Sob o aspecto competitivo, a palavra de ordem é disrupção. A competição do passado baseava-se na capacidade de fabricar produtos e prestar serviços melhores ou mais baratos. Para defender-se, bastava melhorar a qualidade, produzir em larga escala para ganhar em preço, diversificar a cadeia de distribuição ou incrementar as ações de promoção. Hoje a competição é invisível e marginal. A maior ameaça são competidores que ainda não são nem classificados como competidores. As fronteiras entre as indústrias estão se esvaindo, e companhias de um setor estão aplicando seu expertise em outros e redefinindo as verticais em que sempre foram classificadas. Executivos de todo o mundo entrevistados pela IBM indicam que a convergência de indústrias é a tendência que mais deve impactar seus negócios nos próximos 3 a 5 anos. Nesse cenário, a empresa míope continuará enxergando os competidores tradicionais. A consagrada será capaz de enxergar muitos e muitos palmos à frente do nariz.

Vivemos o império da colaboração, onde a credibilidade é a moeda mais valiosa. Assistimos no passado à cultura do “Um para muitos”, passamos pelos relacionamentos “Um para um” e chegamos às relações de “Todos para todos”, em que o processo de criação e melhoria de produtos opera de maneira colaborativa entre usuários, clientes, empresa e comunidade. A nova onda tecnológica, impulsionada pela democratização da internet e seu acesso anytime anywhere, pelos aparatos tecnológicos móveis e pelo modelo open source facilita a expressão, a colaboração entre os indivíduos e a formação de comunidades com interesses em comum. A mesma tecnologia que inicialmente isolou os indivíduos hoje é o aglutinador das multidões. As pessoas estão usando o online para se encontrarem no off-line e decidir sobre a próxima grande estratégia das corporações.

A pesquisa realizada pela IBM mostrou que mais da metade dos executivos entrevistados em todo o mundo está buscando fontes de inovação externas à empresa para ter acesso a inovação. Estes visionários já entenderam que a descentralização na tomada de decisão é um caminho sem volta, e que a hierarquia tradicional não é apropriada quando o valor está justamente no ecossistema.

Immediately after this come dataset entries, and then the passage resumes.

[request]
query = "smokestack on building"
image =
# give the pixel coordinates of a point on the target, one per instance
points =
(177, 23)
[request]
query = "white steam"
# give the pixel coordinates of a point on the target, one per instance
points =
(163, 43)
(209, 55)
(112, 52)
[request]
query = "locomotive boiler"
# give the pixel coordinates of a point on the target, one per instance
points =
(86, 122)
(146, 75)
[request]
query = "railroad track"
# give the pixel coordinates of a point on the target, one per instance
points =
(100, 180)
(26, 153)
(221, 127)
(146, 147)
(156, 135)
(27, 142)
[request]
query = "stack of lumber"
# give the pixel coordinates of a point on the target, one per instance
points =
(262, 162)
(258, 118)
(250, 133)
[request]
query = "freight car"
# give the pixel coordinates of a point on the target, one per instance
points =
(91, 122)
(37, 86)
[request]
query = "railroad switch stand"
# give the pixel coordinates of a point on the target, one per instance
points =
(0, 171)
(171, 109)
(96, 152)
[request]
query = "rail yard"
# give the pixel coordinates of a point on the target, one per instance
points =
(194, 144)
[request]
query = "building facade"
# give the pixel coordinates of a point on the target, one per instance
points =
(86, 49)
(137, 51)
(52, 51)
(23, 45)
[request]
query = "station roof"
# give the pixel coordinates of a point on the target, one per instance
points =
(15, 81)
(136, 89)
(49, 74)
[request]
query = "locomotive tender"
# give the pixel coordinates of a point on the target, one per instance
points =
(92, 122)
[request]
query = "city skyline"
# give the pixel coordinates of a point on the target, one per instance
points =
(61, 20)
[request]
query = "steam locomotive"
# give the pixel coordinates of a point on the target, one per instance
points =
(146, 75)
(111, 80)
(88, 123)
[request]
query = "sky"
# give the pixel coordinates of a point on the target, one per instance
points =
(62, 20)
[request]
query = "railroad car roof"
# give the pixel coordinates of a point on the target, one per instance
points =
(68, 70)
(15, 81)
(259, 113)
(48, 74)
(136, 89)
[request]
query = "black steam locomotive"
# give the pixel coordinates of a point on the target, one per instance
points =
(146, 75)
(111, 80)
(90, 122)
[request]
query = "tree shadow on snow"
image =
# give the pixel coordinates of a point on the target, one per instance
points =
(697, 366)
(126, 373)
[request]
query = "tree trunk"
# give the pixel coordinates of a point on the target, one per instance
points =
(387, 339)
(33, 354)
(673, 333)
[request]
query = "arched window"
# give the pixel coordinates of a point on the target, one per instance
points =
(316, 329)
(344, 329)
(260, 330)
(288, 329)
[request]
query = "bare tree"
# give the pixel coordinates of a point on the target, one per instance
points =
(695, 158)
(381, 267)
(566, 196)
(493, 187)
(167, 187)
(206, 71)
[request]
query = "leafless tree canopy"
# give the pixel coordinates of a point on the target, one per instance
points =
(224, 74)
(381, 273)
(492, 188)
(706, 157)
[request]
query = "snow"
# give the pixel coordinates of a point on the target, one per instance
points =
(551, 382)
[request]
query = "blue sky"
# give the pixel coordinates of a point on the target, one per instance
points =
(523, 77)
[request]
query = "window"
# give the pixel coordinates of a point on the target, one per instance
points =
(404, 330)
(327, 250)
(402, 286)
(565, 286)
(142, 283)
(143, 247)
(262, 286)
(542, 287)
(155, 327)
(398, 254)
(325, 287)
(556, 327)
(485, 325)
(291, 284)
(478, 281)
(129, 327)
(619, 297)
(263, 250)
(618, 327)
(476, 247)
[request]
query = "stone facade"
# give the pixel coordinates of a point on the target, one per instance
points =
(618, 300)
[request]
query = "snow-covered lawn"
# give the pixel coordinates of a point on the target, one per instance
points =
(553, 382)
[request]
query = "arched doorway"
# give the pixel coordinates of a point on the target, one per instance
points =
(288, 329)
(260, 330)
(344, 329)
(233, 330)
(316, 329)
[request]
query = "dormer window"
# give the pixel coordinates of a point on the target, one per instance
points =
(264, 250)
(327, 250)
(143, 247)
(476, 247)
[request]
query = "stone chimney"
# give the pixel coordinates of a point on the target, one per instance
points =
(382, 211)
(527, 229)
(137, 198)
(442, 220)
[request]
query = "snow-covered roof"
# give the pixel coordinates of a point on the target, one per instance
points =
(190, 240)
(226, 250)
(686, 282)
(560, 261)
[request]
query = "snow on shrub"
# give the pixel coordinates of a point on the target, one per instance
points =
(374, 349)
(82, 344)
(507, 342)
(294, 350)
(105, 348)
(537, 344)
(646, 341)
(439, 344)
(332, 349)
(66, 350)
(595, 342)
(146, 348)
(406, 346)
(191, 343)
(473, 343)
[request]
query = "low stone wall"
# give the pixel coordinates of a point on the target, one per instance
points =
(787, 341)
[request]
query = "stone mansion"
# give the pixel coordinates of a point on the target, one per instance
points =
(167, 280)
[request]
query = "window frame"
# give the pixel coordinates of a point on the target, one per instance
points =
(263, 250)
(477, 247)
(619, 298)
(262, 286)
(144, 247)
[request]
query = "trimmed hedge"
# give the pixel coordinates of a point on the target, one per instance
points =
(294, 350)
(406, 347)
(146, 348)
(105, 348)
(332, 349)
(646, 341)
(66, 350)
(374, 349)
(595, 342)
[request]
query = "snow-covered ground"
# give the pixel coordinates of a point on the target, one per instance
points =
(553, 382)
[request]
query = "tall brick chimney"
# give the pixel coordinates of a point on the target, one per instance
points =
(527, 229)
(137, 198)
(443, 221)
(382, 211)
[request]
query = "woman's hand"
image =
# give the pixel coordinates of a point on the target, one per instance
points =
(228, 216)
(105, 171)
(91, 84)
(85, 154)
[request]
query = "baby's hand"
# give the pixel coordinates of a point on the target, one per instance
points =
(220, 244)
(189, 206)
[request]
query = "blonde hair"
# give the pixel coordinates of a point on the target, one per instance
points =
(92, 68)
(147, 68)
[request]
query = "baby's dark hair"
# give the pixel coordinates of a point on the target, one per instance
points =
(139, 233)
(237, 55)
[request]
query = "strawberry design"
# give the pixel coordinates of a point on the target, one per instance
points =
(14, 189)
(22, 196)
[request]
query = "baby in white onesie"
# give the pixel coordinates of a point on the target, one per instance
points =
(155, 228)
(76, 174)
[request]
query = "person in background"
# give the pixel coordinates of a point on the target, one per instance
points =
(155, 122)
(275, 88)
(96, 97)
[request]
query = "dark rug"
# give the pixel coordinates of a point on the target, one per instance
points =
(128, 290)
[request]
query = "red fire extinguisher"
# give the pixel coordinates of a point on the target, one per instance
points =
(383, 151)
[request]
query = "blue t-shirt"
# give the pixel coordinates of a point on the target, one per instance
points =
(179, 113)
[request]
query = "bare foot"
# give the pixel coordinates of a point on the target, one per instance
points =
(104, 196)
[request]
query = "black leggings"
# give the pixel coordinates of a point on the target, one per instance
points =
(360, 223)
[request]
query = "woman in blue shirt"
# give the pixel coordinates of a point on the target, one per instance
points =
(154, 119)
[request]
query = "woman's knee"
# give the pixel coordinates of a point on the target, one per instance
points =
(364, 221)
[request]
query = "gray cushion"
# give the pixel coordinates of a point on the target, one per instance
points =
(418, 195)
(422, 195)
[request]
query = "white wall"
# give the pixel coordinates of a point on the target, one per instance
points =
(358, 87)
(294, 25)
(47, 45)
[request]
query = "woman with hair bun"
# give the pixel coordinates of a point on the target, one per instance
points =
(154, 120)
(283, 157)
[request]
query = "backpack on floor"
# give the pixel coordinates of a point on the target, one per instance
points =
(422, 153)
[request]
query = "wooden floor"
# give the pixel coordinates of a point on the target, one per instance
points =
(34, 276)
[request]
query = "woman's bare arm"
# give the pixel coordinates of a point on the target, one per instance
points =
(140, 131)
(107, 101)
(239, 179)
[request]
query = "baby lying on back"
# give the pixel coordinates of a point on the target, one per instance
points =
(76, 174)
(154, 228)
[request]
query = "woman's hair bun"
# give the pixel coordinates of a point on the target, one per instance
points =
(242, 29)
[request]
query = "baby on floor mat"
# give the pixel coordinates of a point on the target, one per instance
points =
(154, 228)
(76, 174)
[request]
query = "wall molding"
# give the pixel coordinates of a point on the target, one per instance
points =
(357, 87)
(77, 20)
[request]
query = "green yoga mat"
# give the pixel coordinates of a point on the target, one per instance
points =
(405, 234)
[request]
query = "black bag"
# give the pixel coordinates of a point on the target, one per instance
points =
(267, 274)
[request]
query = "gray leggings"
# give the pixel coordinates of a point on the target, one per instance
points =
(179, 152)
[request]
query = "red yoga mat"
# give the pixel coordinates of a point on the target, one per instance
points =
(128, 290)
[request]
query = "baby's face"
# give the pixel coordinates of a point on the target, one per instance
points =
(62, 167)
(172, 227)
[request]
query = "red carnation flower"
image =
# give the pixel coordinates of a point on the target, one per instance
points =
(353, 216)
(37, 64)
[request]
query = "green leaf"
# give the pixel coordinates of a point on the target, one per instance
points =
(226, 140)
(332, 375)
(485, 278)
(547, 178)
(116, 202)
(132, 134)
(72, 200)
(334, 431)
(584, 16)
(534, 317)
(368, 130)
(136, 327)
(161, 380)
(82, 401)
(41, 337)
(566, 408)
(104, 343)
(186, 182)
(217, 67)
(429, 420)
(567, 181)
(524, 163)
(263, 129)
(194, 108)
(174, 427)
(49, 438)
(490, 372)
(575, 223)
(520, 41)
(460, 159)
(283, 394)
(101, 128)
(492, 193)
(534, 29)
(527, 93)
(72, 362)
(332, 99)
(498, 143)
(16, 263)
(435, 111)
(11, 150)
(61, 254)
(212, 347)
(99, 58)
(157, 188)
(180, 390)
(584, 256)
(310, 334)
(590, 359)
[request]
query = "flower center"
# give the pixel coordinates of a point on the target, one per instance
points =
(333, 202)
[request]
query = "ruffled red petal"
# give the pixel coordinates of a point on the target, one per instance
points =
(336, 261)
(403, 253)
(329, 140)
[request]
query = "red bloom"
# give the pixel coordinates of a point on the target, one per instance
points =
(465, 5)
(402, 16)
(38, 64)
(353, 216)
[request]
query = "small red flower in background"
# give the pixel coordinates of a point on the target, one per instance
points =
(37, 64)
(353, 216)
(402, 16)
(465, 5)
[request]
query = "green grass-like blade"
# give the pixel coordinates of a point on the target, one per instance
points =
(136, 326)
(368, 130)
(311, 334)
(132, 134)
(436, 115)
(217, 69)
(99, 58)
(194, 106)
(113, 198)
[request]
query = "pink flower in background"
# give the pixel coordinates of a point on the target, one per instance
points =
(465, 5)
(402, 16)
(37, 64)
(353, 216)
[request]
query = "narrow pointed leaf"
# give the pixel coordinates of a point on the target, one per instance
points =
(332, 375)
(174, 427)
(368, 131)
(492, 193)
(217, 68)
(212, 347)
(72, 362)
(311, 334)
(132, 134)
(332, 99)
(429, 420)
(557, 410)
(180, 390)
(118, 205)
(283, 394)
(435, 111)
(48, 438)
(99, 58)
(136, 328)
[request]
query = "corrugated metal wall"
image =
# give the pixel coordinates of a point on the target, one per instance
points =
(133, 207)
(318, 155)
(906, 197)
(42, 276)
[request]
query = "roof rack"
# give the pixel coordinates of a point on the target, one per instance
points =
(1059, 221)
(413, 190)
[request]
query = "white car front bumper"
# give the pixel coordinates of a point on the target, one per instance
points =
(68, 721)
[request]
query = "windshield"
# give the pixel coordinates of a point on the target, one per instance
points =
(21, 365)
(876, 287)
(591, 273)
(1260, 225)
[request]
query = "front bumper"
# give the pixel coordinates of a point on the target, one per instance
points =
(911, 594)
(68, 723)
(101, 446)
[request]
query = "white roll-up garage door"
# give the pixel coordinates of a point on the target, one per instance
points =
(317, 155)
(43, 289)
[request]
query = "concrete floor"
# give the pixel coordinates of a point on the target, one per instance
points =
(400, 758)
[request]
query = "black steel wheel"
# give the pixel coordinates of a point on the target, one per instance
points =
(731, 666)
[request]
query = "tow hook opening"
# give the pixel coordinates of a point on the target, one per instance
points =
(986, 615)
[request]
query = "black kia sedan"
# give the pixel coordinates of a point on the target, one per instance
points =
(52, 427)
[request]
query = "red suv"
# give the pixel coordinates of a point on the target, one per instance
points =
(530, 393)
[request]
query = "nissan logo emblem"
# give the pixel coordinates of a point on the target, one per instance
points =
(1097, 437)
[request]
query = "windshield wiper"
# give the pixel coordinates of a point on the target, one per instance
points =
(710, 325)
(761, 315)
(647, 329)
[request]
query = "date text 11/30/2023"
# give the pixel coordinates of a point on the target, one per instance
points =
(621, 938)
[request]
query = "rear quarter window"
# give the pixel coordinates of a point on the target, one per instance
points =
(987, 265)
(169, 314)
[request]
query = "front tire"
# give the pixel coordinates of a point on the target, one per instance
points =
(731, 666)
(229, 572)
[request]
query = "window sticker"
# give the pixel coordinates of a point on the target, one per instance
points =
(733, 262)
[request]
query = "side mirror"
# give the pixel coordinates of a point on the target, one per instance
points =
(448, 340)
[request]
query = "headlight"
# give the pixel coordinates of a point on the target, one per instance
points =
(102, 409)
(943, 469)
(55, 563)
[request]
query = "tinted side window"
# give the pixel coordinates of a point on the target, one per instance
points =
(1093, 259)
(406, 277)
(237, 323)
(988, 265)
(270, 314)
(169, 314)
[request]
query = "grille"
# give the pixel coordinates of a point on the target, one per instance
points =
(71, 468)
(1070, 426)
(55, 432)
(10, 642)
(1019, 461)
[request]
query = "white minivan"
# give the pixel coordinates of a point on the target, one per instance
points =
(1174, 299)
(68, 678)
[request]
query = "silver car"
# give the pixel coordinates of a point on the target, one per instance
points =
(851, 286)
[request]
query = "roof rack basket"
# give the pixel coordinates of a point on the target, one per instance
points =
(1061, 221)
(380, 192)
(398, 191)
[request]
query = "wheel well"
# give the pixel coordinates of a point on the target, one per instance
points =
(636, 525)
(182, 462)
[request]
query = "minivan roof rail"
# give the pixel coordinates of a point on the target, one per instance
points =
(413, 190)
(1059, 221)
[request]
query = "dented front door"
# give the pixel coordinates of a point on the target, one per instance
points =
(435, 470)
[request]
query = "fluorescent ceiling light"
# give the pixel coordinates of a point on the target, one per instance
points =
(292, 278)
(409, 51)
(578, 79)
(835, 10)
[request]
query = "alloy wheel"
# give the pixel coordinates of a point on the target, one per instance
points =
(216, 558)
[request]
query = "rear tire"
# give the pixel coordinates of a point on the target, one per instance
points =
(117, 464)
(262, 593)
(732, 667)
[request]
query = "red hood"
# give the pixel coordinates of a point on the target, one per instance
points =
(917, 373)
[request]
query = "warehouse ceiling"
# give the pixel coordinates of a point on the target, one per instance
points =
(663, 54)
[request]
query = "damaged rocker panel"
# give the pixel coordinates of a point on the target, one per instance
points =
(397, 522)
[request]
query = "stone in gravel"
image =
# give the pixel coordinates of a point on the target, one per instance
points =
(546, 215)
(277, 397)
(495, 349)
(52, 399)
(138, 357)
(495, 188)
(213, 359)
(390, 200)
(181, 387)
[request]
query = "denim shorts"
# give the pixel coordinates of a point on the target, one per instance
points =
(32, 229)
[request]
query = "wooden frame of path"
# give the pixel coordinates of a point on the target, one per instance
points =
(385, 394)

Na era digital, pano de fundo do Novo Marketing, qualquer indivíduo é uma mídia em potencial, e as redes sociais são os amplificadores desta orquestra de vozes. Instantaneamente, milhões de indivíduos comuns se transformam em milhões de repórteres, críticos, fotógrafos, especialistas em política, em gastronomia. Mais do que aguardar pelo conteúdo, o consumidor tornou-se produtor do conteúdo. E é por isso que as relações horizontais estão mais fortes, e que a confiança entre consumidores se tornou mais poderosa do que qualquer argumento de vendas por parte das empresas. Como bem cita Gil Giardelli em “Você é o que você compartilha”, os mercados são feitos de sussurros, as pessoas estão próximas, vender passou a ser uma conversa a dois em uma mesa.